2009年、GEZANを大阪にて結成。バンドのボーカル・作詞作曲を担う。自主レーベル「十三月」を主宰し、野外フェス『全感覚祭』も開催。2018年に『Silence Will Speak』をリリースし、2019年6月には、同作のレコーディングのために訪れたアメリカでのツアーを追ったドキュメンタリー映画『Tribe Called Discord:Documentary of GEZAN』が公開された。2019年10月に開催予定だった主宰フェス『全感覚祭』東京編は台風直撃の影響で中止となったが、中止発表から3日というスピードで渋谷での開催に振り替えられた。
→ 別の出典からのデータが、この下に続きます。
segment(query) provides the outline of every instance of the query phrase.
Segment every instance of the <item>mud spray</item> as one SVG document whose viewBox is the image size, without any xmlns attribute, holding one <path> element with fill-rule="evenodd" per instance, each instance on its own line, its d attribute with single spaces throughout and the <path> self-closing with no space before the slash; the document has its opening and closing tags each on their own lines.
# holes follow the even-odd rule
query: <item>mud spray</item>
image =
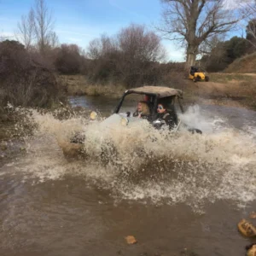
<svg viewBox="0 0 256 256">
<path fill-rule="evenodd" d="M 106 127 L 90 121 L 88 114 L 61 120 L 55 113 L 26 111 L 26 127 L 33 127 L 24 137 L 26 153 L 2 167 L 1 175 L 21 175 L 34 183 L 79 177 L 110 190 L 116 203 L 184 203 L 197 212 L 209 201 L 230 200 L 240 207 L 256 200 L 253 125 L 237 130 L 199 107 L 179 118 L 202 135 L 156 131 L 147 121 Z M 70 138 L 77 133 L 84 138 L 79 154 L 68 156 Z"/>
</svg>

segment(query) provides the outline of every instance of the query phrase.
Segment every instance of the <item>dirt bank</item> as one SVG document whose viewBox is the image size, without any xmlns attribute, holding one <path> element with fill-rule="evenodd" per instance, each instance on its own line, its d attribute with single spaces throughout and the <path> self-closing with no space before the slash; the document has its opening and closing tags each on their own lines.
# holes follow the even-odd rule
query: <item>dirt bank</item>
<svg viewBox="0 0 256 256">
<path fill-rule="evenodd" d="M 254 73 L 210 73 L 210 82 L 197 82 L 183 79 L 174 88 L 184 91 L 188 104 L 218 104 L 256 109 L 256 86 Z M 69 96 L 112 96 L 119 97 L 126 90 L 122 85 L 90 84 L 84 76 L 61 76 Z M 182 84 L 182 85 L 180 85 Z M 143 84 L 142 84 L 143 85 Z M 165 84 L 162 84 L 165 86 Z"/>
<path fill-rule="evenodd" d="M 210 82 L 186 81 L 189 103 L 217 104 L 256 110 L 256 74 L 211 73 Z"/>
</svg>

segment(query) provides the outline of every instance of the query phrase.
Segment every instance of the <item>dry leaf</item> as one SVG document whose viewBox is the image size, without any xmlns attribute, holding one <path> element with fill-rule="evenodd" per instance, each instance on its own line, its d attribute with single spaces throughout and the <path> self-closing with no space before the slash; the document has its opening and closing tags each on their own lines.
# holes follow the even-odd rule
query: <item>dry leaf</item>
<svg viewBox="0 0 256 256">
<path fill-rule="evenodd" d="M 137 240 L 135 239 L 135 237 L 133 236 L 127 236 L 125 237 L 126 241 L 128 244 L 134 244 L 137 243 Z"/>
<path fill-rule="evenodd" d="M 250 218 L 256 218 L 256 212 L 251 212 Z"/>
</svg>

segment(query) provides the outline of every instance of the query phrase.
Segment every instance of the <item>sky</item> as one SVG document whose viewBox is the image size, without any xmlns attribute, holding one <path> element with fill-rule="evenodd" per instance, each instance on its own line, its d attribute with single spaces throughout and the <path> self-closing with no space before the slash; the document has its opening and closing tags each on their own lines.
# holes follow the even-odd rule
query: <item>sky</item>
<svg viewBox="0 0 256 256">
<path fill-rule="evenodd" d="M 45 0 L 52 10 L 55 31 L 61 44 L 77 44 L 86 49 L 88 43 L 102 34 L 114 35 L 131 23 L 149 29 L 160 23 L 160 0 Z M 226 0 L 231 3 L 235 0 Z M 0 35 L 15 39 L 17 23 L 29 12 L 34 0 L 0 0 Z M 168 61 L 181 61 L 184 50 L 172 41 L 163 40 Z"/>
</svg>

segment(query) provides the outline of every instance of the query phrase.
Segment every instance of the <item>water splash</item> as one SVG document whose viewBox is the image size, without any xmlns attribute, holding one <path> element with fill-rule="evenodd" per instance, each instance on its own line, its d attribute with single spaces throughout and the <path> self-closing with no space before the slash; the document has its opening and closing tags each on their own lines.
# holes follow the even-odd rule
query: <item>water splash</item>
<svg viewBox="0 0 256 256">
<path fill-rule="evenodd" d="M 223 118 L 207 119 L 198 107 L 180 119 L 196 125 L 203 135 L 184 129 L 177 133 L 157 131 L 147 121 L 106 128 L 101 121 L 90 121 L 88 114 L 60 119 L 55 113 L 32 109 L 26 118 L 35 127 L 33 135 L 25 138 L 26 154 L 2 168 L 22 173 L 24 180 L 77 176 L 111 189 L 117 201 L 183 202 L 195 211 L 216 200 L 231 200 L 237 206 L 256 200 L 256 142 L 252 134 L 229 127 Z M 78 132 L 85 137 L 79 144 L 81 158 L 71 160 L 62 149 L 70 149 L 70 137 Z"/>
</svg>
1月29日に『狂(KLUE)』をリリース。マヒト個人もソロワークを展開し、青葉市子とのユニット・NUUAMM、文筆業など、多方面で活動中。

田上拓哉(たのうえ たくや)

大阪市福島区の「Essential Store」オーナー。本職ではアパレルメーカーを運営しながら、夏と冬の年2回、期間限定で「Essential Store」を開催する。古道具、アンティークを主として、アパレルなども取り扱う。併設ギャラリーで不定期で主催する「Silent Auction」は、入札用紙だけで価格をつけられる仕組みによって、モノの価値を再考する場所として話題を呼んでいる。